2017 : La Campagne internationale pour l’abolition des armes nucléaires (ICAN) pour avoir contribué à l’adoption d’un traité historique d’interdiction de l’arme atomique.

2016 : Le président colombien Juan Manuel Santos pour son engagement à clore le conflit armé avec la guérilla des FARC.

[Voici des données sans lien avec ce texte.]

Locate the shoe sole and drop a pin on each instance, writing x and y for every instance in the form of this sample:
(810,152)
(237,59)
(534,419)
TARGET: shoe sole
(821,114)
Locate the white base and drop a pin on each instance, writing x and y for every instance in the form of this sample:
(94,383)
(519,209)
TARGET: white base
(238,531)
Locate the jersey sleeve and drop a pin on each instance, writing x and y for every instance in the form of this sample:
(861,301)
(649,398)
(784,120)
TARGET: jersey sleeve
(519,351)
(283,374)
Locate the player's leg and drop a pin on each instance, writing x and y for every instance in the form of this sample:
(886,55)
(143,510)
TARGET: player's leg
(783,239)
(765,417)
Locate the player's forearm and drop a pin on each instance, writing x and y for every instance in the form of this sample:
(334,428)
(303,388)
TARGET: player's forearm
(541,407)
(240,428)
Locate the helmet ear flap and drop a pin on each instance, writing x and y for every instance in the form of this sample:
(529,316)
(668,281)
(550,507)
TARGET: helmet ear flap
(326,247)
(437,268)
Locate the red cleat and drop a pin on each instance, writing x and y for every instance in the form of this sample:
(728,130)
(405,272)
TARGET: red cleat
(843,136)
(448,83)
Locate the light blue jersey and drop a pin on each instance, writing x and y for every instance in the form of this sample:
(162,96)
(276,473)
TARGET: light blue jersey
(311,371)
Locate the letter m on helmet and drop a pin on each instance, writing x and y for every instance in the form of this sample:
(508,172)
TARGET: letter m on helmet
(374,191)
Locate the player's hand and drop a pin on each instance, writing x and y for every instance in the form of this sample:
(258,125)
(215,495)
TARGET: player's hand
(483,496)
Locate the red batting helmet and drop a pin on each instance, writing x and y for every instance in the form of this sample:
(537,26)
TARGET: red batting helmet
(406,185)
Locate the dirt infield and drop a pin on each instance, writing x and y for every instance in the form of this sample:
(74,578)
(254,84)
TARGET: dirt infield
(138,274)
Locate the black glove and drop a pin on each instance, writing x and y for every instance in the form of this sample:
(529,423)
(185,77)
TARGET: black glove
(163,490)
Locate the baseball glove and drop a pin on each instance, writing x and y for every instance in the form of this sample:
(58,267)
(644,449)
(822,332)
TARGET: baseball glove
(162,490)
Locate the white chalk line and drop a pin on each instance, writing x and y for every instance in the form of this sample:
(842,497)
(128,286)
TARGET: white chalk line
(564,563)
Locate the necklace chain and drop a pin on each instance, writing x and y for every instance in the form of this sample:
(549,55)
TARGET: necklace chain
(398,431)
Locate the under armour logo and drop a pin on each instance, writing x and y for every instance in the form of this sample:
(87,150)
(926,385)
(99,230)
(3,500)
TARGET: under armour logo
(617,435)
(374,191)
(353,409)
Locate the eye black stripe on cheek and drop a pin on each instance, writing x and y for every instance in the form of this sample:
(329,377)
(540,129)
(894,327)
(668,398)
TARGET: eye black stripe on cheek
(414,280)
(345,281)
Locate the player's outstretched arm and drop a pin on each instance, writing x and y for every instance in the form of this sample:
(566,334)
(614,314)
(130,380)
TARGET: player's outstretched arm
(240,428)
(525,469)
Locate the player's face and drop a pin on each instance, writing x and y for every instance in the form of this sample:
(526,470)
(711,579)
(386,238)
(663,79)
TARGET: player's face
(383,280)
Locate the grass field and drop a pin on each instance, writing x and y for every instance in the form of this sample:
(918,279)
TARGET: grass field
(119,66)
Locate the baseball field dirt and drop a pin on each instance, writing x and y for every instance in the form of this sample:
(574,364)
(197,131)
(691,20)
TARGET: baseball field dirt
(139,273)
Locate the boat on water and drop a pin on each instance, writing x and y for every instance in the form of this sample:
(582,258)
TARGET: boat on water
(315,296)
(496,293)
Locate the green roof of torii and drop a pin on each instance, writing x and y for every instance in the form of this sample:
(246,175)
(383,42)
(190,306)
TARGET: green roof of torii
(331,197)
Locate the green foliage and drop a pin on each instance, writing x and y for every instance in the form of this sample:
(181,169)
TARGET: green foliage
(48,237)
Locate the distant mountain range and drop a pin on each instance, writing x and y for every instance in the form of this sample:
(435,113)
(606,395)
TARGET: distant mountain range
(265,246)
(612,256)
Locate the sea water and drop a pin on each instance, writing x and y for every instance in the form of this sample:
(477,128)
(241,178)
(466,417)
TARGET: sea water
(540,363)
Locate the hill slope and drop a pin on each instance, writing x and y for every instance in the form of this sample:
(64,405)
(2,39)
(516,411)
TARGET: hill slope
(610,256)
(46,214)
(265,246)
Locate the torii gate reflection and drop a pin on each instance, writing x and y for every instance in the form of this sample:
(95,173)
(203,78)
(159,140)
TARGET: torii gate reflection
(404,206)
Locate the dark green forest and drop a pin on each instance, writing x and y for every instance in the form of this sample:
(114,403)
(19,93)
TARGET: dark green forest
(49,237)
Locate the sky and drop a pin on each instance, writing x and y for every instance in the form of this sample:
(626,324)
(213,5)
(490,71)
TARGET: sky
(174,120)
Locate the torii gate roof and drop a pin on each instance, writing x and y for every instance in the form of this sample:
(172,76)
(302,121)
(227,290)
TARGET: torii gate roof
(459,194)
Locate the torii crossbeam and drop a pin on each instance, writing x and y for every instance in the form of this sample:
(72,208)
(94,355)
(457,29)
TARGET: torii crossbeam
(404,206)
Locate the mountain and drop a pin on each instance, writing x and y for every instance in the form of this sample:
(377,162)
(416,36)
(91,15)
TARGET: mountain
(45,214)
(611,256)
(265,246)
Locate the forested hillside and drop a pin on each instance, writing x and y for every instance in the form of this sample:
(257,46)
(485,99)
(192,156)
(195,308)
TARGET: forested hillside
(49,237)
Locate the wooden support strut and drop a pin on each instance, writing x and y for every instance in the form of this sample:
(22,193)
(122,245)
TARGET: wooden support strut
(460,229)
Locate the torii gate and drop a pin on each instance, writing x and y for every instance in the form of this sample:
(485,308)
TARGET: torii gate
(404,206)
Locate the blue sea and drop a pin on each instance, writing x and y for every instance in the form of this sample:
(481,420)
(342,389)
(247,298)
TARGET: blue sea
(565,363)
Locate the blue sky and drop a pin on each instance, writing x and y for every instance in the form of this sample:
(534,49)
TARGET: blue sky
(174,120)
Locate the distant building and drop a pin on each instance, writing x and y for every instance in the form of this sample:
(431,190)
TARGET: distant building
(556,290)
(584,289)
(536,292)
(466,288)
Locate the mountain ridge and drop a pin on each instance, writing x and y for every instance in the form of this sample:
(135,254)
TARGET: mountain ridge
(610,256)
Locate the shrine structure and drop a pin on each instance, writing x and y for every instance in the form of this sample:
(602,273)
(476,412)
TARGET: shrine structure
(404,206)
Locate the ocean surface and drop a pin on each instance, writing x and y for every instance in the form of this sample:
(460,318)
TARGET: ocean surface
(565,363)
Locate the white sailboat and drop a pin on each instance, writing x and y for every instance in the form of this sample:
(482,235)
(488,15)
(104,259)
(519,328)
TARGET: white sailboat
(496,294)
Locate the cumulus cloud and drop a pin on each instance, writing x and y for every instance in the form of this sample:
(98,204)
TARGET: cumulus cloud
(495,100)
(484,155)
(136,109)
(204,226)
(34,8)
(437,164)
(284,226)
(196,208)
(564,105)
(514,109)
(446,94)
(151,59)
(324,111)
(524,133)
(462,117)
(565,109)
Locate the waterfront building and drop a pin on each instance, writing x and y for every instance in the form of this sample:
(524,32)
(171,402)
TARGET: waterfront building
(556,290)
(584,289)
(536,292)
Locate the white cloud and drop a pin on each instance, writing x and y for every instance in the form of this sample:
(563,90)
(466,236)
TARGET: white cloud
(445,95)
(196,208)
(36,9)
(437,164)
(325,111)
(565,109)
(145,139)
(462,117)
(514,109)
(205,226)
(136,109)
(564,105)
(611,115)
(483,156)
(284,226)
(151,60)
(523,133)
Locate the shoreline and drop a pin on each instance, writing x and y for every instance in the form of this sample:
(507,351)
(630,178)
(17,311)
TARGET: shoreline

2015 : Le Quartette pour le dialogue national tunisien, des acteurs de la société civile qui ont permis de sauver la transition démocratique en Tunisie.

2014 : Malala Yousafzai (Pakistan) et Kailash Satyarthi (Inde) « pour leur combat contre l’oppression des enfants et des jeunes et pour le droit de tous les enfants à l’éducation ».

2013 : L’Organisation pour l’interdiction des armes chimiques (OIAC), pour ses efforts visant à débarrasser la planète de ces armes de destruction massive.